The biggest reason to choose to not allow this, is that if you can send bigger emails, emailboxes grow significantly larger quickly. This means that email boxes themselves need larger quotas and thus servers need more harddisk space. More space means more costs in the end, but it depends on how futureproof your company is.

For example, if you have Office365 email, you get to deal with quotas of 50gig per mailbox user, but then, Office365 does not restrict in small attachment sizes either.

Secondly, enabling this for emails inside the company is one thing, but it doesn't matter what setting you change, as soon as the email leaves the company, it is also up to the receiver if they can actually receive emails with large attachments. Often for the same reason as above, a maximum email size of 5mb is permitted, anything above is automatically discarded and an email is returned stating the mail was not delivered because the attachment exceeded the maximum allowed.

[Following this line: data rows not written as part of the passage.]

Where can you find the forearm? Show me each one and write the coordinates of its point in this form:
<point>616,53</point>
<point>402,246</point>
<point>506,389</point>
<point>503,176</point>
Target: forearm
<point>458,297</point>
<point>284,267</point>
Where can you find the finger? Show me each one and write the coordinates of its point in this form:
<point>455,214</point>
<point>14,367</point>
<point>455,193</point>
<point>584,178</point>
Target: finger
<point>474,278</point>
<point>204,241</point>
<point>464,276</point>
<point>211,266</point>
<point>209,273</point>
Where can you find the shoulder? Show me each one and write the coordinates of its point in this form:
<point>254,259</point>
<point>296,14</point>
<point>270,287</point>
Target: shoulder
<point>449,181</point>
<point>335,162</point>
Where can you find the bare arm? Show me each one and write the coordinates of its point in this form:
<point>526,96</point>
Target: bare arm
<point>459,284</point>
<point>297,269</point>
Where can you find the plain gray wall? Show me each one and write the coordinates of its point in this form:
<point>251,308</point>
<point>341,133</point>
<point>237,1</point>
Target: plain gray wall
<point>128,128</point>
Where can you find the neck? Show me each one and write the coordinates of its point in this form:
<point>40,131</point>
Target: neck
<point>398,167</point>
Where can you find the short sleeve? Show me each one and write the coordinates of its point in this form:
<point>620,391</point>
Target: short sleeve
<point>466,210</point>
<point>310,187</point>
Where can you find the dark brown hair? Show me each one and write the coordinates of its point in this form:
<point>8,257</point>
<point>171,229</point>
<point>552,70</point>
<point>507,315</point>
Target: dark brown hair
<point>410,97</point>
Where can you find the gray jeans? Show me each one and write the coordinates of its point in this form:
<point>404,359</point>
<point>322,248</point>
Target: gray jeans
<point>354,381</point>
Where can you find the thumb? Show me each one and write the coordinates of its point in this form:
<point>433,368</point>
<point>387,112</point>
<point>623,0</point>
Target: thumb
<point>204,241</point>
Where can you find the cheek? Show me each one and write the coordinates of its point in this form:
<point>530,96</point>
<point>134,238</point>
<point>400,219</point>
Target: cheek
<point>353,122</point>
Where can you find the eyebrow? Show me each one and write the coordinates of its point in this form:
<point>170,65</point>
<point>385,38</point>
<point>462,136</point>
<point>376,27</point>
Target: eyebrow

If you are indeed sending emails to addresses outside of your company, it is very well possible the error you received was actually from the remote server. The way to know for sure, If outlook gives you a message box before hitting send, its on your end. If you receive an email with a NDR (Non-delivery Report), then its on the remote side.

Lets say the mail is indeed going to remain inside the company... From an IT perspective, if the file is going to be shared between someone and remains inside the company, why not place the file on a network share and in the email tell them where to find it? If it is not for everyone's eyes, then ask your IT department to create a folder for you that only you and said persons have access to, and explain you have to send files of a large size and that email is not working. They will gladly setup this folder for you.

So long story short, If the email stays inside the company, ask for a network share and explain why you need it. If the email does leave the company, you will have to find alternatives.

You mention OneDrive or other sharing sites. This is indeed one of the methods you can use. I personally would use www.wetransfer.com as service. This is a service specifically used for sharing large files over the internet with someone else. If you fear that the content can only be read by the recipient, then use a program like Winrar or 7zip, zip the file into a password protected archive, upload and send the file using wetransfer, and email the password separately. Then there is no way for anyone other than the recipient to access the content of the attachment.